Он продолжил путь на север, над равнинами Цербера, мимо вулканического купола Альбор, чей резкий пепловый конус выступал на краю Элизийского горного массива. Гораздо более высокие горы массива так же выделялись, напоминая Фудзияму, и их изображение использовалось многими сельскохозяйственными кооперативами региона. Территория соседней с вулканом равнины использовалась для земледелия. Здесь располагались фермы с неровными границами, зачатую ступенчатые и как правило разделенные полосами и клочками леса. На верхних участках равнины росли молодые незрелые фруктовые деревья, и каждое стояло в горшке. А ближе к морю простирались рисовые и пшеничные поля, разделенные ветроломными полосами из оливковых деревьев и эвкалиптов. И все это лишь в десяти градусах к северу от экватора, где были дождливые умеренные зимы и знойные и солнечные долгие летние дни. Этот край даже прозвали Марсианским Средиземноморьем.

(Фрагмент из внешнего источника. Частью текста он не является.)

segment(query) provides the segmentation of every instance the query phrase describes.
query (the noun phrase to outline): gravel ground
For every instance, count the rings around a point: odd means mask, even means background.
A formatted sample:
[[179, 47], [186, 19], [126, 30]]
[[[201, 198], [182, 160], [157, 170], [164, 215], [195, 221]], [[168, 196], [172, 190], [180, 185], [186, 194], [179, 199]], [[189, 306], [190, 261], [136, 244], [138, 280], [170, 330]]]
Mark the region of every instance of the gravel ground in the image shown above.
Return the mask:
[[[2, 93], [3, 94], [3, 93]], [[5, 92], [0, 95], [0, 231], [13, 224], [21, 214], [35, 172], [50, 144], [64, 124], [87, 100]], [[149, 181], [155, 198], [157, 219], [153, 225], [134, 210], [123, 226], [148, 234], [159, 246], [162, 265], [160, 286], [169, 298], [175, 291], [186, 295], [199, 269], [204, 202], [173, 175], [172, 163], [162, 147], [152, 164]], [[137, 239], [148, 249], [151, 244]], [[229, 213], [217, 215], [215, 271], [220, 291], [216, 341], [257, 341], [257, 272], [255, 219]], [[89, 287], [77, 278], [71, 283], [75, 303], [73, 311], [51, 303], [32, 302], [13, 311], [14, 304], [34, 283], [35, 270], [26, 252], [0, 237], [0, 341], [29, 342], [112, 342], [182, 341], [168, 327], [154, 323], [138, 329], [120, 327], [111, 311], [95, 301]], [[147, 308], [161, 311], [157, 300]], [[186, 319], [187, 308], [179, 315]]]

Ниргал продолжил путь на север, следуя вдоль западного побережья, что просматривалось в линии осевших на мель айсбергов, украсивших собой край ледяного моря. Глядя на простиравшиеся внизу просторы, он не мог не согласиться с известной мудростью: Элизий был прекрасен. На западном побережье, как он слышал, проживало больше людей. Оно было изломанным, с множеством борозд, и в местах, где они переходили в лед, были построены квадратные гавани – Сур, Сайда, Пирифлегетон, Герцка, Моррис. Лед нередко преграждали каменные волнорезы, перед которыми стояли ряды небольших лодок, ждавших открытия канала.
В Герцке Ниргал повернул на восток и начал двигаться вглубь острова. Он летел в гору вдоль пологого склона массива Элизий, минуя полосы садов, которые опоясывали остров. Здесь и располагалось большинство жителей Элизия, в этих активно культивируемых сельскохозяйственных зонах, тянущихся вверх по склону к возвышенности между горой Элизий и его северным пиком – куполом Гекаты. Ниргал, словно облачко на ветру, пролетел между огромным вулканом и его младшим братом, миновав служившие им седловиной голые скалы.
Восточный склон Элизия оказался совершенно не таким, как западный: грубые голые скалы, обильно занесенные песком, сохранившие свое первобытное состояние благодаря тому, что попадали в область дождевой тени, создаваемой самим массивом. Лишь у восточного берега Ниргал снова заметил зелень, несомненно, ухоженную пассатами и зимними туманами. Города на восточной стороне напоминали оазисы, выросшие вдоль железнодорожной линии, что окольцовывала остров.
На северо-восточном краю острова в лед далеко вдавались старые неровные предгорья Флегры, образуя там тонкий полуостров. И где-то в том районе девушка и видела Хироко. Подлетев к западной стороне Флегры, Ниргал понял, что это место – такое дикое и марсианское – было очень подходящим для нее. Как и многие другие горные гряды на Марсе, Флегра представляла собой лишь остаток дуги края древнего ударного кратера. Все остальные следы того кратера исчезли давным-давно, но Флегра по-прежнему свидетельствовала о том мгновении непостижимого буйства – падения астероида диаметром в сто километров, при котором одни куски литосферы плавились и смещались, а другие взлетали в воздух и обрушивались концентрическими кругами вокруг точки удара, и горные породы мгновенно превращались в минералы, более твердые, чем были прежде. После этих повреждений ветер иссек место событий, оставив лишь эту суровую гряду.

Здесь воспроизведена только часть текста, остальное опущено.